To configure & validate nodes:

After installing DeployR Enterprise server and any grid node machines, you must configure these grid nodes as follows:

  1. Set the proper firewall rules to open the RServe ports ONLY to the public IP of the DeployR server.

  2. Log in to the DeployR landing page as admin at http://<DEPLOYR_SERVER_IP>:8050/deployr/landing where <DEPLOYR_SERVER_IP> is the IP of the main DeployR server.

  3. Go to the Administration Console.

  4. Click The Grid in the main menu.

  5. For each remote grid node you installed earlier, do the following: (You do not need to configure the DeployR Default Node.)

    1. Click New Grid Node.

    2. Configure the Name, Host, Operating Type and External Directory   using these instructions.

    3. When you try to add that new grid node configuration, DeployR attempts to validate your settings.

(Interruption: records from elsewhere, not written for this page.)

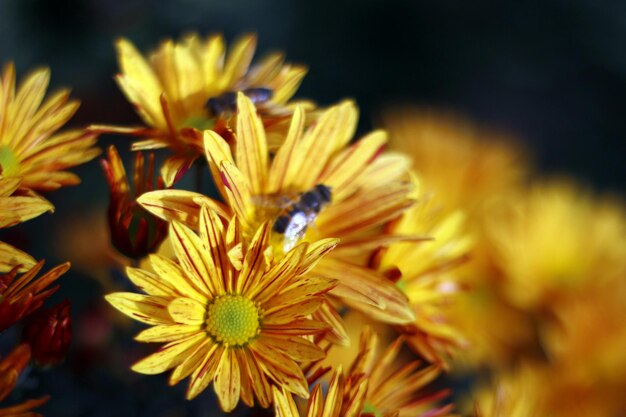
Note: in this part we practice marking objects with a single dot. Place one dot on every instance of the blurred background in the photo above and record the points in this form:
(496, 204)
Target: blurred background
(551, 73)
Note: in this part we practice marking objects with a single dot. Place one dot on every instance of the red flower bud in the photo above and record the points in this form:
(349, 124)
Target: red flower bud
(134, 231)
(49, 333)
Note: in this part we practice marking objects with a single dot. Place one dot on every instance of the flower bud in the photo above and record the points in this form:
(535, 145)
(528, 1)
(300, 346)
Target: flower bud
(49, 333)
(134, 231)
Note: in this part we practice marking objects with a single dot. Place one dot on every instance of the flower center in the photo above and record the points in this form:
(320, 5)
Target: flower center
(9, 164)
(233, 319)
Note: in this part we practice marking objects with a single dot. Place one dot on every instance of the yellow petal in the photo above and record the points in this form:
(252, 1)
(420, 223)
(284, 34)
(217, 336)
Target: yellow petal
(167, 357)
(238, 61)
(167, 333)
(237, 191)
(189, 252)
(350, 164)
(145, 308)
(227, 381)
(11, 257)
(281, 163)
(284, 405)
(180, 205)
(251, 146)
(203, 374)
(187, 311)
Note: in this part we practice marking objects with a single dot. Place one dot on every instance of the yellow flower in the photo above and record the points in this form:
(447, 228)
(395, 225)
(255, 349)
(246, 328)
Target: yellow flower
(553, 240)
(514, 394)
(427, 273)
(365, 190)
(187, 86)
(376, 385)
(29, 147)
(460, 162)
(16, 207)
(227, 314)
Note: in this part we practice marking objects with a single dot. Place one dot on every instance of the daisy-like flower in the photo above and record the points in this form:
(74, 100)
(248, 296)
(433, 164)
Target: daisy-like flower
(20, 296)
(427, 273)
(16, 206)
(187, 86)
(227, 314)
(375, 386)
(29, 147)
(134, 231)
(315, 183)
(10, 369)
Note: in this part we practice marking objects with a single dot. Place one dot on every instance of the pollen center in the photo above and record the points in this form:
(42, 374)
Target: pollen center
(9, 164)
(232, 319)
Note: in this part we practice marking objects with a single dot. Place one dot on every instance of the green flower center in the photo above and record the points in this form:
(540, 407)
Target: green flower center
(233, 319)
(9, 164)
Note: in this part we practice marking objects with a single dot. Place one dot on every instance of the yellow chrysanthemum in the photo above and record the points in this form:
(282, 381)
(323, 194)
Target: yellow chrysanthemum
(428, 273)
(227, 314)
(368, 189)
(461, 163)
(376, 385)
(29, 147)
(513, 394)
(555, 239)
(173, 91)
(16, 207)
(586, 347)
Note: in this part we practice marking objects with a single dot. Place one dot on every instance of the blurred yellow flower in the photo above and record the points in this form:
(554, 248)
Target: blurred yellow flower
(553, 240)
(227, 314)
(356, 192)
(514, 394)
(187, 86)
(427, 273)
(17, 206)
(376, 385)
(461, 163)
(29, 147)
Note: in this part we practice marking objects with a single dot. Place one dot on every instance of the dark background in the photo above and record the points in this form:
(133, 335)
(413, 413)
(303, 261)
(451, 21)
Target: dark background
(551, 72)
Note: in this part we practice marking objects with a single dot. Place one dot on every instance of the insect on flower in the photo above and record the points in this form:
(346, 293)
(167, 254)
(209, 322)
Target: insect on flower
(227, 102)
(293, 220)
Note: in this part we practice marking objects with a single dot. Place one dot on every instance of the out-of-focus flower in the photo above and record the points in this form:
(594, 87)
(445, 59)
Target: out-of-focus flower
(188, 86)
(315, 186)
(29, 147)
(49, 333)
(20, 296)
(427, 273)
(10, 369)
(513, 394)
(586, 345)
(134, 231)
(463, 164)
(554, 240)
(227, 314)
(375, 385)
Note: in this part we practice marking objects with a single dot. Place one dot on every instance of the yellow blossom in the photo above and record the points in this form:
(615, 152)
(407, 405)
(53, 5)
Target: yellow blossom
(174, 90)
(29, 147)
(227, 314)
(367, 189)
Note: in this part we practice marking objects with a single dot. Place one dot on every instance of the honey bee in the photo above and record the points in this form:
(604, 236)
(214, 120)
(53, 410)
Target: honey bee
(293, 221)
(227, 102)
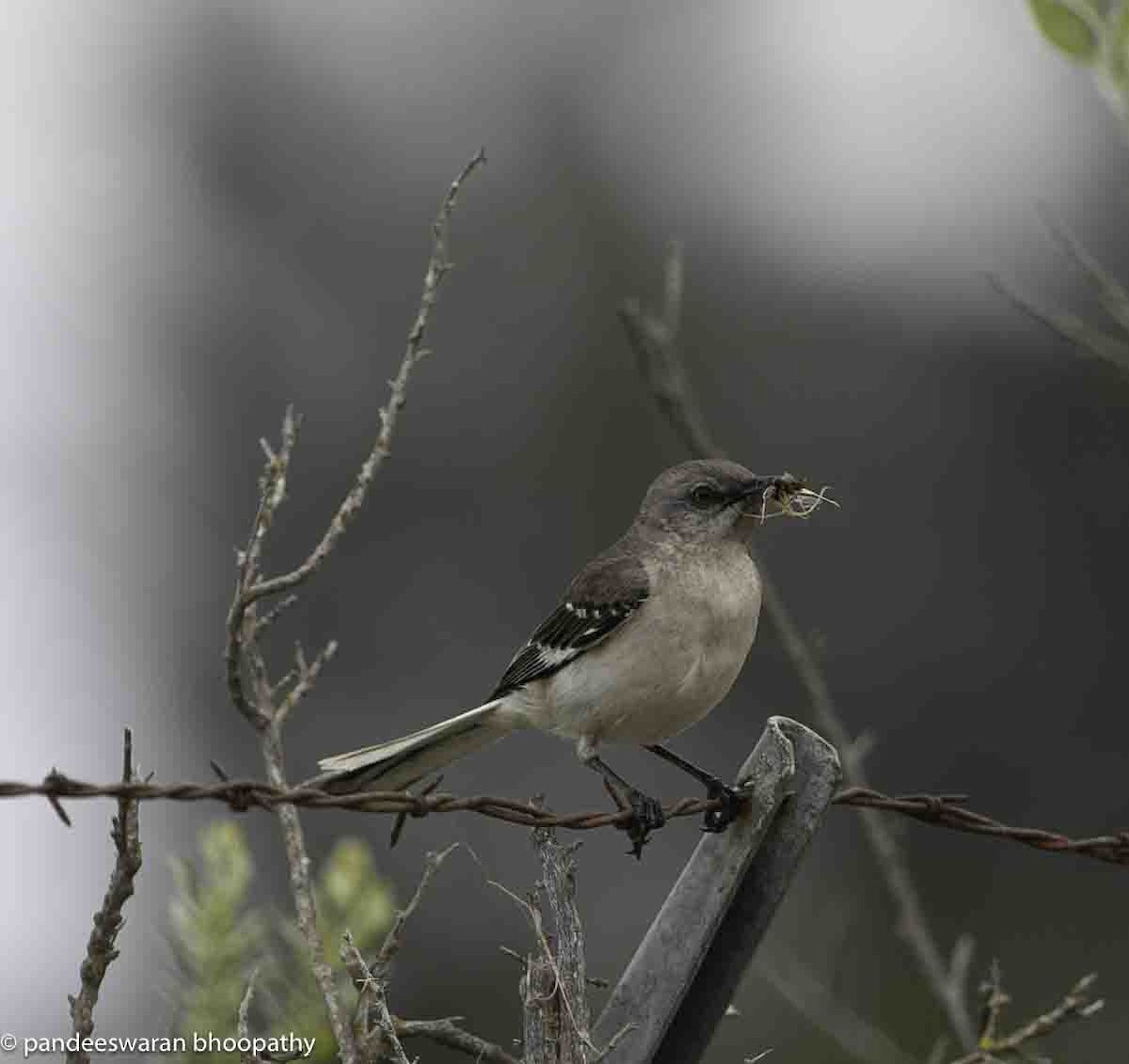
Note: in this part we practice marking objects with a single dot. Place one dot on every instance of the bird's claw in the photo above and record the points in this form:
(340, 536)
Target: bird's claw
(647, 816)
(732, 799)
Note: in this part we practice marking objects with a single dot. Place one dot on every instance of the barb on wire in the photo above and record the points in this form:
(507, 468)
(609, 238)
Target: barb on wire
(942, 810)
(653, 337)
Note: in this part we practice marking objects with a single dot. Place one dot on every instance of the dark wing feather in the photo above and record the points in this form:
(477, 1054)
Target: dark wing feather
(604, 595)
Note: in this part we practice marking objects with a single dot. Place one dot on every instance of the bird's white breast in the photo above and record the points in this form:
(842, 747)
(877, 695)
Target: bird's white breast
(669, 664)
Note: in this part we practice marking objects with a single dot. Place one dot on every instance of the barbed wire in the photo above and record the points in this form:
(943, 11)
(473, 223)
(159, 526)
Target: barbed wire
(942, 810)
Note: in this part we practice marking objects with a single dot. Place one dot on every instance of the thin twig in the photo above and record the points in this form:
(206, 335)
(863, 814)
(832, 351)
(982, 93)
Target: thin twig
(1109, 291)
(243, 1023)
(392, 940)
(446, 1032)
(437, 269)
(372, 990)
(660, 366)
(1070, 326)
(942, 810)
(107, 922)
(302, 888)
(243, 654)
(308, 676)
(1076, 1004)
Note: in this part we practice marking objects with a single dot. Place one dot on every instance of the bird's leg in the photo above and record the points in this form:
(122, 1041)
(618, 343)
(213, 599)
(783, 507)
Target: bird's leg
(731, 798)
(646, 812)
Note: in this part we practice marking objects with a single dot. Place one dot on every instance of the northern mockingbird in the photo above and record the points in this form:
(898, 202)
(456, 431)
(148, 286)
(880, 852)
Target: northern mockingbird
(649, 637)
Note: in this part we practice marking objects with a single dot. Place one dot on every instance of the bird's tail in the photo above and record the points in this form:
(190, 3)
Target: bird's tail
(395, 765)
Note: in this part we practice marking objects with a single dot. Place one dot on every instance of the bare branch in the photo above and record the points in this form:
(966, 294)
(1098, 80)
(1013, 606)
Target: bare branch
(446, 1032)
(302, 889)
(390, 945)
(1112, 294)
(660, 367)
(437, 269)
(1070, 326)
(308, 676)
(101, 949)
(372, 991)
(242, 653)
(1076, 1004)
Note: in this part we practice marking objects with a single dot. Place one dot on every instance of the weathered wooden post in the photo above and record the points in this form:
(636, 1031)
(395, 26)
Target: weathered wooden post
(684, 973)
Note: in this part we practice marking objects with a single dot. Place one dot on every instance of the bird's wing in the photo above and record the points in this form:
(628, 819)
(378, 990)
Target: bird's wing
(604, 595)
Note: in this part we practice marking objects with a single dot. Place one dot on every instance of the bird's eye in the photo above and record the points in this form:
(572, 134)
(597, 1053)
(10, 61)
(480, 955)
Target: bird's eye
(704, 496)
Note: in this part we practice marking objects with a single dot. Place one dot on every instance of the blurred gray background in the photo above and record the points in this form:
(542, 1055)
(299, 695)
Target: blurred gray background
(212, 210)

Learn more...

    4. Run a diagnostic test of each grid node individually as follows:

      1. Enable only that node in the main The Grid tab.

      2. Return to the landing page to run the diagnostic check. Consult the Troubleshooting section for help.

    5. Repeat these steps for each grid node.

    6. Remember to go back and enable all the grid nodes you want to use when you are done testing.

Use a PostgreSQL Database

During the installation of DeployR, a local H2 database is automatically installed and configured for you. After installing DeployR, but before using it, you can configure DeployR to use a database in PostgreSQL 9.1 or greater.

If you want to use a local or remote PostgreSQL database for DeployR instead of the default local H2 database, you need to:

  1. Install and configure PostgreSQL as described for that product.

  2. Create a database with the name deployr. Use the owner of this database as the username in the dataSource block in a later step.

  3. Assign the proper permissions to the database user to read and write into the database.

  4. Download the JDBC42 PostgreSQL Driver for JDK 1.8 for the version of the database you installed and copy them under both of the following folders:

    • $DEPLOYR_HOME/tomcat/tomcat7/lib

    • $DEPLOYR_HOME/deployr/tools/lib

  5. Stop the DeployR server.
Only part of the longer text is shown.